父の臨終に立ち会い、私の胸に去来したのは、ある種の怒りであり、こみ上げてくる哀しみであり、やり場のない悔しさだった。それらは実は、私が二度も父を失わなければならなかったことに由来する。私は、4歳の時に父を失い、そしていま、59歳になってふたたび父を失ったのだから。

若い父を粉砕した戦争への怒り

私の「最初の」父は1909年12月、新潟県北端の小さな城下町で、旧家の長男として生まれた。1922年の全国水平社・日本農民組合・日本共産党の相次ぐ創立、23年の国際婦人デーの開始、25年の25歳以上男子普通選挙権の確立など民主主義の胎動と、第一次世界大戦から25年の治安維持法制定など戦争と反動とが、まさに命がけでせめぎ合っていた時代に青春を迎え父は、19歳の時、家業の継承を捨てて家をでた。苦学をしつつ医学を志し、旧制新潟高校を経て23歳で新潟医科大学に入学。在学中に結婚し36年に卒業。東京渋谷の日赤産院で医員助手となった父を「赤紙」が待っていた。

その年の内に第一補充兵役陸軍歩兵役に編入され、見習医官として上海・南方に出されたが、翌年病気で帰国。召集解除となった3年間、父は荒川区南千住で医院開業にとりくみ、41年4月に念願を果たしたが、そのとたんに再び召集。9月から宮城の部隊に編入され43年春に満州吉林省、翌年春に間島省を転々とした挙げ句に44年8月20日、漢口陸軍病院で死んだ。享年33歳だった。

遺された母は27歳、その前年にニューギニアで戦死した弟(私の叔父)に続く夫の戦死。遺児3人を抱えて、母は絶望の淵に立った。戦争が、若い父の星雲の志を無惨に粉砕し、母や子どもたちを路頭に迷わせたことへの怒り。これに対し母性が、絶望を超えて子どもたちを守りぬいたことへの感動。これらは、後に私が民主主義と平和の運動にかかわる動機でもあれば原点ともなっている。

築いてきた絆の中軸を失なった哀しみ

1946年。前年に戦争が終わったとはいえ、日本列島は生々しい荒廃と混乱にさらされていた。

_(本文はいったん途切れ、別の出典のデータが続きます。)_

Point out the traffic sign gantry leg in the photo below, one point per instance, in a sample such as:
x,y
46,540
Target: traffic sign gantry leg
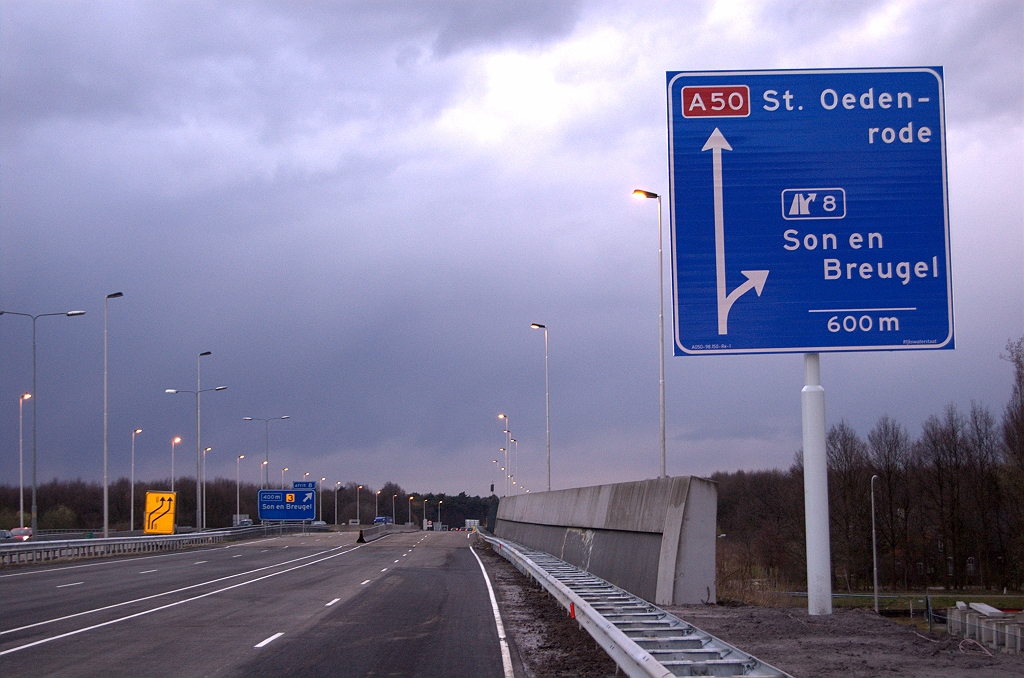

そこへ、ラバウルの戦線からマラリア熱に侵され、九死に一生を得て帰還した若干25歳の青年があった。父の11歳違いの弟(叔父)であるこの青年が、戦場に散った兄や戦友たちへの責任を背負い込む思いで、3人の子どもを連れて路頭に迷う母を救いだした。誰もが貧しかった時代ではあったが、初婚の父26歳が、再婚30歳の母と所帯を持ち、姉11歳、私6歳、弟4歳の子どもまで養うというのだから、これは勇気ある決断というよりは蛮勇に近かったろう。こうして、8畳1間に身を寄せ合い、戦争の痛手をかばいあう小さな家庭が生まれた。

新しい父は当初、運輸省新潟出張所建築課に勤務、48年に建設省設置にともない同省新潟地方工事部に異動。勤勉な建設技官として活躍したが、51年には妹も生まれ、家計のやりくりは大変の一語につきた。

それなのに父は、誰かが困っていると手を差し伸べる。息子の戦死で寄る辺のない母方の祖母をひきとり、後にはその孫娘(私の従妹)も一時寄宿させる。だから私たちの家庭は、いつも複雑な人間関係を抱えていた。しかも父は人一倍几帳面で気難しく、私たちとの接し方も実に不器用だった。そのため、青年期の私は、父は「世間体と見栄と意地」だけで生きているのではないかと疑い、自分の殻に閉じこもったりもした。

しかしいまならよく分かる。父の生きざまが、かんたんに真似のできるものではないことが。父は、愛情豊かな家庭をつくろうと奮闘し続けたし、そのもとで私たちも家族として成長し成熟してきたのだということが。そしていま私たちは、その中軸であった父を失ったのだということが。

介護保障の不備による悔しさ

8ヶ月におよんだ父の闘病生活に、老いた母は必死で寄り添った。私たち兄弟姉妹も心から父の生還を期待した。青春をすりつぶして、私たちを生かすために一緒に生きてくれた父に「一度キチンと礼を言いたい」。これがみんなの思いだった。

しかし同時に、正直なところみんなは、「退院できたら介護をどうするか」という不安に脅えてもいた。脅えること自体が胸の痛むことだった。介護する者もされる者も、何の衒いも不安も持たずに、心に何の曇りもなく生存を支えあうことのできる介護保障制度が欲しい! 私は痛切にそう思った。父は、私たちの脅えを取り除こうとするかのように、実に潔い死にざまを見せた。